Fire station - At the corner of Internatsionalnaya and Dulatov streets, opposite the southern edge of the Abai museum complex, stands an intriguing red-brick building with a tall tower, giving it the whiff of an old lighthouse, topped with a red Soviet star. It is a fire station. On the side wall is a memorial to fire-fighters killed during World War II as well as those killed across Kazakhstan while carrying out their duties after then. An action-packed frieze shows firefighters in the midst of a raging inferno.
Around Victory Park - Continuing north along Lenin Street from the Abai Museum, you reach after a couple of blocks the southern end of Victory Park (Park Pobedy), studded by monuments to World War II. A T-34 tank was placed here on a concrete pedestal in 1995, as part of the 50th anniversary celebrations of the end of the war, demonstrating that the practice of putting items of weaponry on plinths did not stop with the end of the Soviet Union.
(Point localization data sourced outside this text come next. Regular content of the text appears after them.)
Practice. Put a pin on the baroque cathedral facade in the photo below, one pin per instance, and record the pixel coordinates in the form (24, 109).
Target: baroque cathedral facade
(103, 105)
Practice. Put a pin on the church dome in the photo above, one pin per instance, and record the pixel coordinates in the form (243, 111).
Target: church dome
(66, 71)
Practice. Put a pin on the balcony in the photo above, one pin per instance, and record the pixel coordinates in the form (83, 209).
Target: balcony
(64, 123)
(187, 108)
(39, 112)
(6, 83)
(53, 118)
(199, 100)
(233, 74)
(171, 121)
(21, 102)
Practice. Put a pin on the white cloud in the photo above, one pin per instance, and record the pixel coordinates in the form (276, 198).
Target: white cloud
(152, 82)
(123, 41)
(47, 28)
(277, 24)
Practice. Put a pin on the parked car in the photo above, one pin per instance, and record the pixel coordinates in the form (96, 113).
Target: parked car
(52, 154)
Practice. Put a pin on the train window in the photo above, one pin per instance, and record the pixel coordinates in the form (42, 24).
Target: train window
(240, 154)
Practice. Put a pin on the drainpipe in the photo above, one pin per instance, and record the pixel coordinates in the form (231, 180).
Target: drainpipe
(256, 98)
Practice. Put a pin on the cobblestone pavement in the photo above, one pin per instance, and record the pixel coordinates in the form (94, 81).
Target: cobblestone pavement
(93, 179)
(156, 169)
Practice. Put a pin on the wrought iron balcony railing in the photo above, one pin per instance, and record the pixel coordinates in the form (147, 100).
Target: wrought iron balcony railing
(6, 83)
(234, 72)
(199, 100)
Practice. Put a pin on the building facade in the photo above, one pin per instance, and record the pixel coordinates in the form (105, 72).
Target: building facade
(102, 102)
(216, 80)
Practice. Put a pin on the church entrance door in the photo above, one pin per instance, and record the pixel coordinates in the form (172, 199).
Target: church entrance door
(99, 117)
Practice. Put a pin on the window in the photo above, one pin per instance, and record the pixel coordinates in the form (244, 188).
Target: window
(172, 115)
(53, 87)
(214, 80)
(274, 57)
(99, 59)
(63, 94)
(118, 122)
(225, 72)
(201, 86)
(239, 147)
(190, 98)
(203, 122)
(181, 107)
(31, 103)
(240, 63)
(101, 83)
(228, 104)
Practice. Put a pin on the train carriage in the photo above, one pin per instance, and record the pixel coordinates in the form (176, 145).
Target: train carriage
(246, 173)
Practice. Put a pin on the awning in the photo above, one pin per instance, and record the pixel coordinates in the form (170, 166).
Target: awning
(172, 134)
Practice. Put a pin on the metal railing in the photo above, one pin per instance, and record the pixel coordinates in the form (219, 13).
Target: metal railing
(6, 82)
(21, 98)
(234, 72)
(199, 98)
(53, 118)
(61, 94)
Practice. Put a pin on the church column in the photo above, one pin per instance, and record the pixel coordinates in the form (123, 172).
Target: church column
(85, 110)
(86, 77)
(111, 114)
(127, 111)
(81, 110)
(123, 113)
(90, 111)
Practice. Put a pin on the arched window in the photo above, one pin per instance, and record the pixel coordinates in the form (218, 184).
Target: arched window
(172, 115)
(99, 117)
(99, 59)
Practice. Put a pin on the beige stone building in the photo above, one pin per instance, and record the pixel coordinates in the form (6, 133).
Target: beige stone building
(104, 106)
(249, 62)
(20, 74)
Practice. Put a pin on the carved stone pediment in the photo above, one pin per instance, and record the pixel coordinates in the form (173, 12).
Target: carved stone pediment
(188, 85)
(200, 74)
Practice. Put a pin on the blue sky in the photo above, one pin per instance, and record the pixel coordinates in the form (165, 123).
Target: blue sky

Immediately to the north of this is Heroes Alley, with each of the local Heroes of the Soviet Union commemorated by a pink stone monument. Just beyond this is the main composition of the square, featuring a tall obelisk topped by a victorious rider, an adjacent eternal flame and a powerful statue of a falling soldier, straining to keep his machine gun held up.
The large concrete bulk of the Hotel Semey stands at the northern end of Victory Park. There is an intriguing collection of communist statues behind it, set out in a double line as an open-air gallery. Take Lenin Street (appropriately) northwards beyond the intersection with Kabanbai Batyr Street, and you will see the statues in parkland on your left. The ensemble is dominated by a huge statue of Lenin, which once stood at the heart of the Central Square. In front of this are two lines of busts and smaller statues of communist notables, each standing on round concrete plinths. The statues have had a somewhat itinerant life following the fall of the Soviet Union. They were originally assembled close to the Irtysh River, not far from the Central Square, but were moved to make way for a construction project there.
East along Abai street - There is a scrap of park to the east of the Nevzorov Fine Arts Museum, along Abai Street. Here stands a solid-looking statue of Abai, the poet holding his right hand to his chest. Three blocks further east along Abai Street stands the Anet Baba Kishikuly Mosque, which dates from the late 1850s. Its entrance, on the eastern side of the building, is topped by a small green dome. Minarets, irregular octagons in plan, stand either side of the entrance. The main body of the mosque is roofed by a flattish green dome.
Monument to the Victims of Nuclear Testing - Turning right off Abai Street opposite the Abai monument, you cross a bridge over the Semipalatinka Channel to reach the park-covered Polkovnichy Island, which with its open-air summer cafes serves as a retreat from the city on warm weekends. At 1km from the turning off Abai, a track to the left leads to the striking Monument to the Victims of Nuclear Testing. The work of architect Shota Valikhanov, the monument, which was inaugurated in 2001, is also named Stronger than Death. The monument is a 25m wall in the shape of a large tombstone, standing on a 6m-high mound. Into the tombstone is cut a space in the shape of a nuclear mushroom cloud. At the base of this is a white marble sculpture of a woman, trying to protect her baby from the explosion by covering it with her outstretched arms. To the right of the monument stands a black marble wall on which is etched a map of Kazakhstan. This is an unfinished composition which was intended to portray the sites across Kazakhstan associated with high levels of nuclear radiation. To the left of the monument is another small mound on which stands a tree covered with votive offerings. The Stronger than Death monument is a moving composition in a tranquil setting.